Feministka ze szpilką w dłoni

Feministka ze szpilką w dłoni

Anna Tatarkiewicz jest jak kij wkładany w mrowisko – musi powiedzieć publicznie, co myśli, choć sypią się na nią gromy

Anna Tatarkiewicz, znana feministka, urodziła się w 1921 roku we Lwowie. Wiosną 1944 roku została zmobilizowana do armii Berlinga i skierowana do pracy w prasie wojskowej. Z tego rodzaju dziennikarstwem rozstała się w 1951 roku, zwolniona za „niedostatek dyspozycyjności”. Jako romanistka jest tłumaczem literatury francuskiej. Na jej dorobek uskładało się 30 książek najwybitniejszych pisarzy francuskich oraz dwie własne: „W labiryncie” i „Gra w inteligencję” zawierające eseje literackie oraz historiozoficzne.

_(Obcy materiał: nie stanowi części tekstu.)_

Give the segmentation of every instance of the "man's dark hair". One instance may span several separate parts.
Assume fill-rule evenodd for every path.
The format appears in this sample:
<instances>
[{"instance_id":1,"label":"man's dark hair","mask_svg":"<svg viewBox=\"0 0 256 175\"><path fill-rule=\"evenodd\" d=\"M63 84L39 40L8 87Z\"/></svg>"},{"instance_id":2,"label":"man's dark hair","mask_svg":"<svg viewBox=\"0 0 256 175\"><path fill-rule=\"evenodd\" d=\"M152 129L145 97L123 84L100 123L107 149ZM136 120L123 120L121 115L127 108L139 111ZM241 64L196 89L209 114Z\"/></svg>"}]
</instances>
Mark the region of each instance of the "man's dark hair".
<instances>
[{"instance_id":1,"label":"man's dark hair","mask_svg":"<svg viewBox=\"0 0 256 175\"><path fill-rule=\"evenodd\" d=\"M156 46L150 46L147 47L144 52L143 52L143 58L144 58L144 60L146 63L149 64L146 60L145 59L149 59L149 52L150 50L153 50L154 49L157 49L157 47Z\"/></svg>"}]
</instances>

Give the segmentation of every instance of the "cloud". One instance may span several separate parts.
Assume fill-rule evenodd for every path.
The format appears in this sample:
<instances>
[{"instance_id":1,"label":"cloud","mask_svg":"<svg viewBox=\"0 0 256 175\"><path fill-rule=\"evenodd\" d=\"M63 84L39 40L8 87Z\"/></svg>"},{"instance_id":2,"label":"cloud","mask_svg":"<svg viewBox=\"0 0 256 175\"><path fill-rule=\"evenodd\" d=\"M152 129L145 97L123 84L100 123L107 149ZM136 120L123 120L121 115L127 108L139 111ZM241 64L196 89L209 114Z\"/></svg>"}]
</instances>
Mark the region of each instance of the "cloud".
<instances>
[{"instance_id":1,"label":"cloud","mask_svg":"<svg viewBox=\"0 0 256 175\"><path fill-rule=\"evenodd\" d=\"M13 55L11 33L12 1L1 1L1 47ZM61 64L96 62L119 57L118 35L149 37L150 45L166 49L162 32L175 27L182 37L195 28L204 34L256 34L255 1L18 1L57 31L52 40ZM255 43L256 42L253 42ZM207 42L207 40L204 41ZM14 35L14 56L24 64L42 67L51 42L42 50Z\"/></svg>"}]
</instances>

Przypala czajniki. Ale nie wówczas, gdy tłumaczy literaturę francuską. Wtedy Anna Tatarkiewicz jest precyzyjna, skupiona. Diabeł wstępuje w panią Annę, gdy na chwilę oderwie się od słownika i zajrzy do świeżych gazet. Jeśli coś ją tam zastanowi, zawoła męża Krzysztofa, profesora matematyki, i zapyta, co o tym sądzi. On z reguły ma inne zdanie. Wtedy ona: „Bo ja uważam, że…”. On nadal obstaje przy swoim. Wtedy ona jeszcze salonowo uśmiechnięta, ale już przez zaciśnięte zęby: „Nie rozumiem, jak człowiek tak inteligentny jak ty nie pojmuje tak prostych rzeczy”. I zaczyna się… A w czajniku woda dawno już się wygotowała, zaraz zapali się ebonitowa rączka.
Jeszcze dramatyczniej przebiegają dyskusje babci Ani z ukochanym wnukiem, który co jakiś czas przylatuje do Warszawy z Ameryki. Tatarkiewicz junior patrzy na polskie sprawy już z pewnym dystansem i to jest pierwszy powód do starcia z seniorką. Nie mają dla siebie litości. U krewkiej babci rolę szpilki spełniają intelektualne argumenty nie do zbicia. Ale nie zawsze gra fair. W ostateczności wykorzystuje swą metrykalną przewagę nad młodym człowiekiem i bierze go na krzyk. Pan Krzysztof twierdzi, że jego żona robi się ludzka dopiero po wlaniu w nią alkoholu. W dużych ilościach, bo 80-latka ma mocną głowę.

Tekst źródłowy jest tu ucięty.